MMV Capital – Federal Court of Appeal applies Deans Knight regarding acquiring an approximate 100% interest in a Lossco with no change of de jure control

A venture capital corporation (MMV) acquired 49% of the voting common shares of the respondent while in interim bankruptcy proceedings and subscribed $1,000 for a large number of non-voting common shares giving it over 99.8% of all the common share equity. It then financed taking the respondent out of bankruptcy proceedings at a modest cost, and transferred a loan portfolio of U.S.$86 million to the respondent, effectively in consideration for secured debt and preferred shares, thereby reducing the equity interest of the five arm’s length holders of 51% of the MMV voting common shares to less than 0.01% and also permitting the use of the respondent’s non-capital losses.

In applying Deans Knight to reverse the Tax Court finding that there was no abuse of s. 111(5), Monaghan JA stated:

The object, spirit and purpose of subsection 111(5) – its rationale – is “to prevent corporations from being acquired by unrelated parties in order to deduct their unused losses against income from another business for the benefit of new shareholders”.
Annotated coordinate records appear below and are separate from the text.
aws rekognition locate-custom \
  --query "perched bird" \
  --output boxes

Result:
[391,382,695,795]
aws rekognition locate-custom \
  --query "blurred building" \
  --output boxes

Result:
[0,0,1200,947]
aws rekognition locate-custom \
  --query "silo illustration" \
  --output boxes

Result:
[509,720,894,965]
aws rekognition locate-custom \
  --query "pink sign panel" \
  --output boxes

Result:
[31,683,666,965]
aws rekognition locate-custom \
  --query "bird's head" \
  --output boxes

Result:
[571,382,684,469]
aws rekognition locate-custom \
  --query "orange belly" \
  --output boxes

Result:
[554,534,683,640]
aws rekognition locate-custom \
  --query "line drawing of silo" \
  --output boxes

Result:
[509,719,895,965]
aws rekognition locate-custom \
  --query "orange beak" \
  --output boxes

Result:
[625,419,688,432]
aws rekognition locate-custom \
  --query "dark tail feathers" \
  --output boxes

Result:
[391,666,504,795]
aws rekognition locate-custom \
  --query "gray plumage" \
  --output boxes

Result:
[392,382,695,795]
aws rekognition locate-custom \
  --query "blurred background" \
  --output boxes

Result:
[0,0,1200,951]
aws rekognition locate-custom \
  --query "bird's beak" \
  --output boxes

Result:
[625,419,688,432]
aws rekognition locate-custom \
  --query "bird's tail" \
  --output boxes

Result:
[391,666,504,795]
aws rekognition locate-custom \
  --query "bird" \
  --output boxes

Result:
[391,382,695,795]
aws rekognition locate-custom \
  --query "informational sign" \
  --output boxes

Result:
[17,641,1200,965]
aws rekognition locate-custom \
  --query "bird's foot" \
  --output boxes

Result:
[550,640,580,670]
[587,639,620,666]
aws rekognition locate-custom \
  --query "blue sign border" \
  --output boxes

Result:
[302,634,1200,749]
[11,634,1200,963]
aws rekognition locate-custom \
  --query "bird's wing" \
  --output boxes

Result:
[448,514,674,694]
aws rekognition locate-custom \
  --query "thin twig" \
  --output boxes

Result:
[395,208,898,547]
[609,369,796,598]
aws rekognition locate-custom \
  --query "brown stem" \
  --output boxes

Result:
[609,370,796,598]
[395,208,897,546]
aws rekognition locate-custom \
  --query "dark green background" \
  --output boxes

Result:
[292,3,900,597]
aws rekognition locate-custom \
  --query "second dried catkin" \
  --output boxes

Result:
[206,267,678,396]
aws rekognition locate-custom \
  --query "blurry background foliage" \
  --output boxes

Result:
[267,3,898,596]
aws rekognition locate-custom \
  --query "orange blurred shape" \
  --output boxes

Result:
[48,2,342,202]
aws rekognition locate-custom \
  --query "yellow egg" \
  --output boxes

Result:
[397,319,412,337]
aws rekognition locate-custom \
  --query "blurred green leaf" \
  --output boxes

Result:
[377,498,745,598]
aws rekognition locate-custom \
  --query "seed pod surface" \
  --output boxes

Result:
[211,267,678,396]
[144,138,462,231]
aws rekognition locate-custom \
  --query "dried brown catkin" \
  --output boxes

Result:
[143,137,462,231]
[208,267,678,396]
As in Deans Knight, what happened here is exactly what subsection 111(5) seeks to prevent.

Regarding the respondent’s submission that the original five voting common shareholders still could have exercised their de jure control to elect a new board that would pay them dividends, she noted that MMV could at any time retract its preferred shares and demand on its loan to deplete the respondent of all its assets, so that “while their common shares provided the five original shareholders with de jure control, they had no effective way to use that control to benefit from the respondent’s losses.”

Neal Armstrong. Summary of The King v. MMV Capital Partners Inc., 2023 FCA 234 under s. 245(4).